2. After your eggplant has sat in the salt for 20 minutes, rinse it down, drain off any liquid, and pat the eggplant dry – this will prevent the oil from “spitting” at you when you fry the eggplants. Next, heat up a frying pan to medium-high, and put in your vegetable oil. Once the oil begins to look hazy and hot (even a bit smoky is ok), carefully toss in a pan-full of eggplant and fry them until they are golden. Repeat as often as required. Remember not to crowd your eggplant pieces; this will steam them more than fry them. Once you’ve fried all your eggplant pieces, set them aside in a bowl (and keep them warm, if you can).

3. Clean out your frying pan, turn down the heat slightly, and put in the peanut oil (mmm….I love that smell).
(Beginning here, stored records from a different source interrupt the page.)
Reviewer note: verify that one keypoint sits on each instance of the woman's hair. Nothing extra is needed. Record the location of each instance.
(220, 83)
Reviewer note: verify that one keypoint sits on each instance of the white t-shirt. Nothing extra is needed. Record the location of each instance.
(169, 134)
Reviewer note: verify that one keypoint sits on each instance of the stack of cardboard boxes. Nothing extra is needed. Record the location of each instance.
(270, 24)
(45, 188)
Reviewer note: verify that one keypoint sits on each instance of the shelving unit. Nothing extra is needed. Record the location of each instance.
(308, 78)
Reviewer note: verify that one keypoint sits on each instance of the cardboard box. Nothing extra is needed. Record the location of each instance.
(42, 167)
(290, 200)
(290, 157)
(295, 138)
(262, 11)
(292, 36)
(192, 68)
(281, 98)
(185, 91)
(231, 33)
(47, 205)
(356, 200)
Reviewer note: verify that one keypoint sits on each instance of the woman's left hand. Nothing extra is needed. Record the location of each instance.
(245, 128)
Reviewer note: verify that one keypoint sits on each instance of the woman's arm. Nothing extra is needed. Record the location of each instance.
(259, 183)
Once the oil is hot (but not too hot, you don’t want to burn your ingredients) toss in the Bowl 1 ingredients (ginger and chilli) for 1 minute to soften them up.

4. Next, throw in the contents of Bowl 2 (garlic) and fry for 30 seconds. Then, toss in your pork (Bowl 3) and break it up with a wooden spoon as it cooks. Once the pork is cooked and no longer pink, add the chilli sauce (Bowl 4) and combine it will with the contents of the pan. Now, add the eggplant, mix it up, turn up the heat to medium-high, and dump in your lovely sauce. Let the sauce simmer for about 3-5 minutes – just long enough to heat up and thicken to your liking.
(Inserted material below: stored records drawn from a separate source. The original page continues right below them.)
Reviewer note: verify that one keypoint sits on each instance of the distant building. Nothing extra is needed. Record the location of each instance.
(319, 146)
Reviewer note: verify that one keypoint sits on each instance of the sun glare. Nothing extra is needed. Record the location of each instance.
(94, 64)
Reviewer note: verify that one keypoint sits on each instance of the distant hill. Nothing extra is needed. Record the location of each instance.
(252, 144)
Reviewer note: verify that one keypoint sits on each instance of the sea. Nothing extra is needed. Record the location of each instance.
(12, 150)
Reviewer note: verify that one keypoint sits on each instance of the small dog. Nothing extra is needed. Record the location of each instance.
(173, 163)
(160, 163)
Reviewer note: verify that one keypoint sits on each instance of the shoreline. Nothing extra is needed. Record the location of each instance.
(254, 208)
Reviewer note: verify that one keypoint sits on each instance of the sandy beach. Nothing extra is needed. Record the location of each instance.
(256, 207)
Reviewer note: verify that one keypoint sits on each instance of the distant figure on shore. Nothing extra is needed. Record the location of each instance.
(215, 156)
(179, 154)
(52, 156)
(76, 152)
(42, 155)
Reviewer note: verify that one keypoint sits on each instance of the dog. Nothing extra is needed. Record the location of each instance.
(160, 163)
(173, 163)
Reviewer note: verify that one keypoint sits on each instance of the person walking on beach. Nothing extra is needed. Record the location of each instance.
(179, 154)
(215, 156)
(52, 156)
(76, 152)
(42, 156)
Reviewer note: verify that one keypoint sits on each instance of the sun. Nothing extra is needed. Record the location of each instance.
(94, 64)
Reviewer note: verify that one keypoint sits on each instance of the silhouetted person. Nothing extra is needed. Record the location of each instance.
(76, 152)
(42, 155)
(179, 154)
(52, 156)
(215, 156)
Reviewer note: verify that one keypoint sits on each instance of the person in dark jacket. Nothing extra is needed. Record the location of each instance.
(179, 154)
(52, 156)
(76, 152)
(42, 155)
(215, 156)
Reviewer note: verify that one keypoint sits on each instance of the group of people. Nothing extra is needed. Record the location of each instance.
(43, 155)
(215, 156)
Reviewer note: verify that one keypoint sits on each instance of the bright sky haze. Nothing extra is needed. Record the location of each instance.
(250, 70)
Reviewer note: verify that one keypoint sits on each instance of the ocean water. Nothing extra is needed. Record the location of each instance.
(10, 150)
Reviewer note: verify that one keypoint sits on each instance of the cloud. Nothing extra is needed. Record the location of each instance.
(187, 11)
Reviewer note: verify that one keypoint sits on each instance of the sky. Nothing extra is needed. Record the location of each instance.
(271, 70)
5. Pour out the lovely mah paw dau fu into a large bowl, sprinkle with your scallions, and serve immediately with your rice.

One of the great things about Yin-Fei Lo’s book is how she compliments some of her recipes with the stories behind the dishes. The story of mah paw dau fu is interesting. According to legend, a woman with pockmarked skin started up a restaurant and served the dish to her customers. She did not, however, name the dish but the somewhat insensitive customers decided to name it after her: “the pockmarked grand-mother’s tofu”. It is truly a testament to the deliciousness of this dish that despite such an unpalatable name it should be as popular as it is.